Psoriasis is a very common auto-immune disease of the skin. Roughly 20% of patients with psoriasis also develop a rheumatic disease called psoriatic arthritis (PsA). While PsA has a negative influence on the lives of patients affected, there is much about the disease that we do not understand. This thesis describes ways in which to help clinicians detect PsA symptoms earlier, what they can expect from treatment, and a search for the biological mechanisms behind PsA using novel laboratory techniques.
A simple screening questionnaire was found to help identify psoriasis patients with PsA attending the dermatology clinic.

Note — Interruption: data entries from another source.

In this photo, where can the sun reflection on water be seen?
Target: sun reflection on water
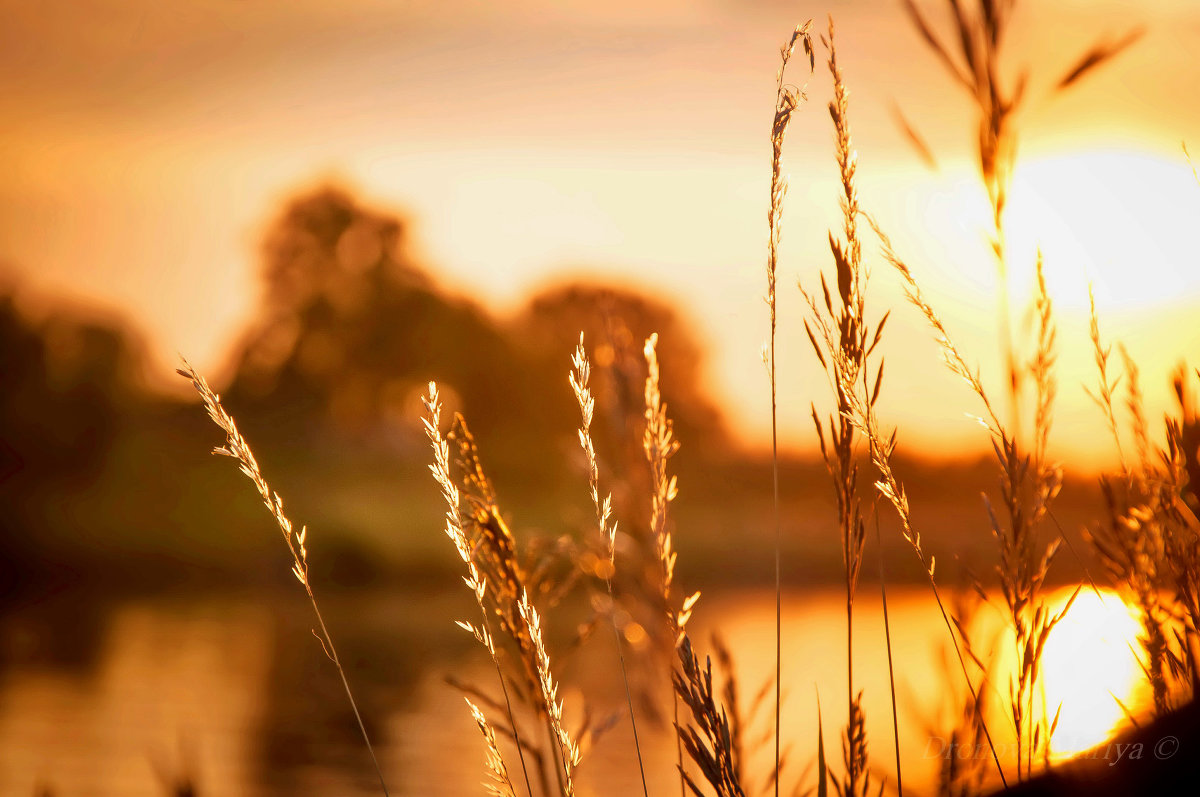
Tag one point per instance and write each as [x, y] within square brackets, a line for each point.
[1091, 671]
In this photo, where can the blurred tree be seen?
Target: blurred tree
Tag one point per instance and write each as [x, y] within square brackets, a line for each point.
[64, 384]
[351, 330]
[616, 323]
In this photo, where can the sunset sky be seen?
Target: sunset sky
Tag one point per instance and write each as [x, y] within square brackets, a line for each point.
[145, 145]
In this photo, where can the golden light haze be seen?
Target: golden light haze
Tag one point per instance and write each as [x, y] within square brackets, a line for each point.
[145, 145]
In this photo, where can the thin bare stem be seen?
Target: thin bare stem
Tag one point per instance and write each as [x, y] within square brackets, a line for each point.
[892, 675]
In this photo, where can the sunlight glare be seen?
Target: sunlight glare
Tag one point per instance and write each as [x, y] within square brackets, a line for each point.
[1121, 220]
[1089, 664]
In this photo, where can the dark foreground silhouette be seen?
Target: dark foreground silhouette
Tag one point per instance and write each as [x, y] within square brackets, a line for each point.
[1159, 757]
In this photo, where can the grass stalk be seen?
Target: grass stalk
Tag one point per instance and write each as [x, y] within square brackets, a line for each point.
[607, 527]
[237, 448]
[786, 101]
[474, 579]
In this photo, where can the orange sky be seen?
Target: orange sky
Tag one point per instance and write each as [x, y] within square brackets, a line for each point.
[147, 144]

Using this questionnaire may facilitate patient-centered collaboration between dermatologists and rheumatologists. Our research findings endorse the use of methotrexate as important treatment option for psoriatic arthritis, but also show that treatment failure is commonly caused by side-effects, which deserves more research attention in the future.
To better understand the cause of the disease, we studied patients’ immune systems in great detail. We detected major immune system disturbances in the blood of both patients with psoriasis and PsA, but little difference between the two groups. We did identify specific immune cells in skin and joint that we think contribute to the transition from psoriasis to PsA. Our combined results indicate that future studies should focus on skin and joint samples, rather than on blood samples.
Lastly, we make specific recommendations for improving the design of clinical trials in PsA, with the aim of making study results more applicable to daily clinical practice.